Вот, хорошо! Поели мы с Федькой всухомятку; я оболокся и пополз. А сам Федьке говорю: «Смотри, говорю: неравно Петр Игнатьевич с некрутами наедет, так ты тут будь».
— «Ладно, говорит Федька: знаю ведь я». — Вот, выбрел я на улицу; попошел немного; гляжу: и вперед — улица, и взад — улица и направо — улица, и налево — улица: во все четыре стороны улицы! Стою я — и дивуюсь: куда идти! А сам все думаю: не обманывает ли Гаврило? Быват, ему наш-от лекарь не люб, так он к своему приятелю не натакивает ли? Думаю я это, а вдруг Митрей и идет.
— Здорово, — говорит, — знакомый!
— Здравствуй, друг, — говорю я; — только ты как меня знаешь-то?
— А как? Мой отец тебе приятель был.
Я и догадался.
— Да не солдат ли он был? — говорю. — До того к нам из городу солдат наезжал, так все у меня приставал.
— Солдат и есть.
— А не Митреем ли его звали?
— А тебя-то как звать?
— А тоже Митреем.
— А отец-от у тебя, Митреюшко, умер, поди? Давненько уж он перестал к нам ездить; а до того на году-то неодинова побывает.
— Умер и так.
— Так! А вот что, Митреюшко: не доведешь ли ты меня до лекаря?

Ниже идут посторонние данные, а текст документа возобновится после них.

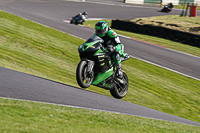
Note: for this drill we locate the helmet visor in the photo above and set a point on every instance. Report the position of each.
(99, 31)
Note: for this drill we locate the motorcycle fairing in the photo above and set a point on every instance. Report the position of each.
(102, 76)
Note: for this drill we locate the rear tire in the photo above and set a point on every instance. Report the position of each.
(82, 77)
(118, 92)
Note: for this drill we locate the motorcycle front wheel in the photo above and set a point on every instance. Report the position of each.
(84, 78)
(119, 91)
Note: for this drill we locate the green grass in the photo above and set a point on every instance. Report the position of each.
(22, 116)
(45, 52)
(155, 40)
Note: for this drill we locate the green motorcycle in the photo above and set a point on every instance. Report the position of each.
(97, 68)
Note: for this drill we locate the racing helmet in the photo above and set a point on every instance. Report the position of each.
(101, 28)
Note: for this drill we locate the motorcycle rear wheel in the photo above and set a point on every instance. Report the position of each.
(118, 92)
(82, 77)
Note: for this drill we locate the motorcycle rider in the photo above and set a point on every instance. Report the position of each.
(112, 43)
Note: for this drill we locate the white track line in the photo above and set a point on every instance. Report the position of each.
(93, 109)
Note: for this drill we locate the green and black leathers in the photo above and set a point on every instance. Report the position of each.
(97, 68)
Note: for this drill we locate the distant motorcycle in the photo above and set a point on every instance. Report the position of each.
(97, 68)
(167, 8)
(79, 19)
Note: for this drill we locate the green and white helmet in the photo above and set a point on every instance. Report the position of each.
(101, 28)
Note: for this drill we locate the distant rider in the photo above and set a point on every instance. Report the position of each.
(112, 43)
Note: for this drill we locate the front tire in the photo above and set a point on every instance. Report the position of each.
(120, 92)
(84, 79)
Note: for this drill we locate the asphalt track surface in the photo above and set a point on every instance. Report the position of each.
(52, 13)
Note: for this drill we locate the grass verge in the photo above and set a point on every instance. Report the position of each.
(22, 116)
(34, 49)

— А какого тебе лекаря надо?
Тут я речи-то Гавриловы и позабыл… перепутал:
— А Миколая, — говорю.
Уж после я догадался, что не ладно это имя вымолвил.
— А на что тебе его? — спрашивает Митрей…
— А Федьку-то, говорю, ставить привез. Отец-от не сказывливал ли тебе, что у меня парень растет?.. Так выстарать бы его как ни на есть; потому — парень смиреный вырос… и работник. Вот что!
— А пойдем, — говорит Митрей, — ко мне в фатеру; так я тебя научу: потому — мне все лекарье знакомо.
Я обрадел: вот, думаю, Господь за старую-то хлеб соль добра человека посылает!
— Ладно, — говорю, — пойдем. Эка ты, паре! У тебя бы и пристать-то мне.
— А почто не пристал?
— Да не знал ведь.
— Ой, голова! Да спросил бы ты Митрея Попихина, так тебе всяк бы указал.